Hinzu kommen Hangbewegungen ganzer Felsschultern und Schuttkörper, in denen die Bauwerke verankert sind, sowie ein erhöhtes Risiko für Stein- und Felsschlag.
Aktuelles Beispiel:
Der Felssturz vom 12. März 2026 in der Nähe des Whistler Peak in Kanada.

Der Felssturz in Kanada
Wie aktuell ein solches Risiko sein kann, hat das Ereignis vom 12. März 2026 in Whistler Blackcomb, Kanada, gezeigt: An der Nordseite des Whistler Peak löste sich auf rund 2.130 Metern Höhe am frühen Morgen ein Felssturz, der über eine zu diesen frühen Morgenstunden zum Glück noch unbefahrene Piste rund 300 Meter abging.
Die Untersuchung der Schadensursache läuft, doch das Ereignis ist ein eindrückliches Beispiel dafür, wie rasch sich Felsstrukturen in Hochlagen verändern können – mit unmittelbaren Folgen für Skifahrer, Mitarbeitende und den Betrieb. Reparaturen und Sicherungen sind in solchen Lagen technisch anspruchsvoll, teuer und meist nur in kurzen Sommerfenstern möglich.
Warnsignale
Erste Warnsignale sind häufig subtil.
Risse im Beton, klemmende Türen und Fenster, ungleichmäßige Setzungen am Sockel eines Stützenfundaments, leicht schief stehende oder verdrehte Liftstützen, kleine Versätze zwischen Bauteilen, zunehmender Justierungsbedarf bei Spann- und Verankerungstechnik oder erhöhte Steinschlagaktivität gehören dazu.
Wenn Anlagen nach jedem Sommer „neu eingestellt“ werden müssen, ist das ein deutlicher Hinweis. Sichtbare Schäden deuten oft auf ein bereits fortgeschrittenes Stadium hin.
Die Lösung?
Installation eines Thermosiphons im Engadin St. Moritz in der Schweiz.

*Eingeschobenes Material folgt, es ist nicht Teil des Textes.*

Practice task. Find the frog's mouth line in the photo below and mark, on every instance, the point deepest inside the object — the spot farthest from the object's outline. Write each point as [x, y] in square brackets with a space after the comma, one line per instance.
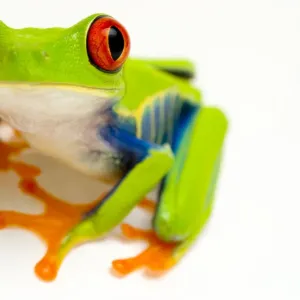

Gefahr erkannt – wie reagieren?
Der Einstieg ist eine geowissenschaftliche Standortanalyse. Permafrostkarten können eine erste Orientierungshilfe sein, wie das Beispiel der Bergstation am Piz Nair im Engadin, Schweiz aufzeigt. Die Bergstation der Pendelbahn liegt gemäß der SLF Permafrostkarte in einem eisarmen Permafrostgebiet mit Jahresmitteltemperaturen zwischen 0 und -1°C.
Diese Hinweise sollten durch eine spezifische geotechnische Bestandsaufnahme, zum Beispiel durch Bohrungen und geophysikalische Messungen, ergänzt werden. Oft können auch alte Baudokumentationen sachdienliche Hinweise liefern, zum Beispiel: Wurde beim Aushub gefrorenes Material angetroffen?
Um die richtigen Maßnahmen zu treffen, müssen die geophysikalischen Prozesse gut verstanden werden. Dabei geht es in erster Linie darum, die Temperaturen und deren Veränderungen sowie die Verschiebungen des Untergrunds und der Infrastruktur zu erkennen. Thermistorketten in Bohrungen liefern kritische Temperaturprofile über eine Tiefe von 20 bis 30 Metern und bilden das Rückgrat.
Thermosiphons:
So sieht ein Teil des Systems nach dem Einbau aus.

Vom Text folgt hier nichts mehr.